Little Coffee Plant on the Prairie

Coffee Plant

My Coffee Plant

My coffee plant is bearing glossy red beans. I should harvest them soon, but they are so pretty.

The story of this coffee plant is as impressive as that of any immigrant to this Prairie city. It came to me in a tiny burlap sack, as a hostess gift back in 1995 or so. It has adapted and thrived, after its own fashion, although my Kenyan friend shakes his head over it. And now it has borne fruit, a sign of success beyond a doubt.

It’s a dwarf – no taller than I am, at 5 feet nothing, while my friend says it should be much taller. It’s nearly two decades old, yet it bore beans last year for the first time. It lives in a pot in my kitchen for most of the year, near the south-facing window, and for most of the year it just survives – a little droopy, but still valiantly green. In the summer, as soon as we are confident the temperature will not drop below 10C, we put it outside, on the deck. That’s when it really comes to life.

Like my children who come home from camp visibly taller, it has done most of its growing in the summer, when it can enjoy the sun and fresh air. Last year it flowered for the first time, lovely little white blossoms. Luckily for it, coffee plants are hemaphrodites and fertilise themselves. It doesn’t bode well for genetic diversity, but it is probably the only coffee plant in any backyard for miles around, so it does the best it can.

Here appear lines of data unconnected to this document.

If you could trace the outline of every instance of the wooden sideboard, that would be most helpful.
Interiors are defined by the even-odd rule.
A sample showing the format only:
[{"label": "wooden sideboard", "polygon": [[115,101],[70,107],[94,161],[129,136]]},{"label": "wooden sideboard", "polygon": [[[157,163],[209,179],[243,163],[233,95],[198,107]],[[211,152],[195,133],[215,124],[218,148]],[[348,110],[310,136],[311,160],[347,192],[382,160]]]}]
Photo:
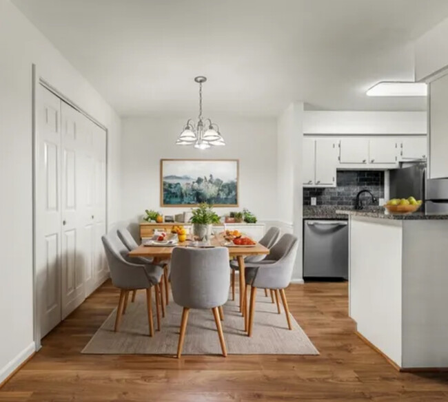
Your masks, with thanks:
[{"label": "wooden sideboard", "polygon": [[[150,223],[141,222],[140,224],[140,237],[151,237],[155,230],[170,231],[173,226],[183,226],[188,233],[191,230],[191,223],[164,222]],[[230,230],[238,230],[256,241],[259,240],[265,234],[264,223],[223,223],[214,225],[214,229],[218,231],[223,231],[225,229]]]}]

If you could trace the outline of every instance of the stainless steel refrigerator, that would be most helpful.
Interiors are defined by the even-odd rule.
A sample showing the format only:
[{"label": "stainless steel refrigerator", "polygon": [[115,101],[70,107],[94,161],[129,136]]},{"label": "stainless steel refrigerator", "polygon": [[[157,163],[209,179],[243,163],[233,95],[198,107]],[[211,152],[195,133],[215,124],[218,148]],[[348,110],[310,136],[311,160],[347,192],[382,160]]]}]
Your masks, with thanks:
[{"label": "stainless steel refrigerator", "polygon": [[426,164],[407,164],[390,171],[390,198],[425,200]]}]

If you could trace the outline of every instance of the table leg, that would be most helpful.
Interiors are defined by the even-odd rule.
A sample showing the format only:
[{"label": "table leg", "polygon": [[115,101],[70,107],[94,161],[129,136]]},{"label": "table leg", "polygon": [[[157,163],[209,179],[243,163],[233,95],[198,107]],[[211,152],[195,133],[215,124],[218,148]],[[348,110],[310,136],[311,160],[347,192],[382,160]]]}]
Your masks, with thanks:
[{"label": "table leg", "polygon": [[246,278],[245,278],[245,266],[244,264],[244,257],[238,255],[237,257],[238,265],[240,268],[240,311],[244,317],[244,329],[247,328],[247,303],[246,302]]}]

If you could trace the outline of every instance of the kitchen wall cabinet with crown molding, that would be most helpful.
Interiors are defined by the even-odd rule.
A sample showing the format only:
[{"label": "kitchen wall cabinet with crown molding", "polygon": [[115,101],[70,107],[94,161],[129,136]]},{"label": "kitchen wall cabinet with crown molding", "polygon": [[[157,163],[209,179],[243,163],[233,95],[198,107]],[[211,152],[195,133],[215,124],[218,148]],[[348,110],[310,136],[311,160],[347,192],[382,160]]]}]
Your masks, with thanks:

I move in circles where the grandparents came to Winnipeg, often as Holocaust survivors, to stand behind the counters of groceries or pharmacies (and now their feet are paying the price), the parents are doctors, lawyers, social workers and business people, and the children are expected to fly even higher. I read stories of Korean shopkeepers and Vietnamese restaurateurs, quietly playing out the same scenario, suffering those same sore feet and frightening robberies so their children can have a better life. I wonder about the pressure those children feel to succeed, to walk in the paths that their parents expect them to follow. Is the sacrifice all for naught if they don’t? Do the parents’ lives only have meaning if the children live in big houses in the South End? Or is there sunshine in every life, if we could only find it?

I think of my coffee plant, stunted and delayed, but still producing lovely white flowers and glossy red beans. The life of an immigrant is always hard, but we just have to look for the beauty, and recognise that sometimes contentment can be found in a sunny backyard.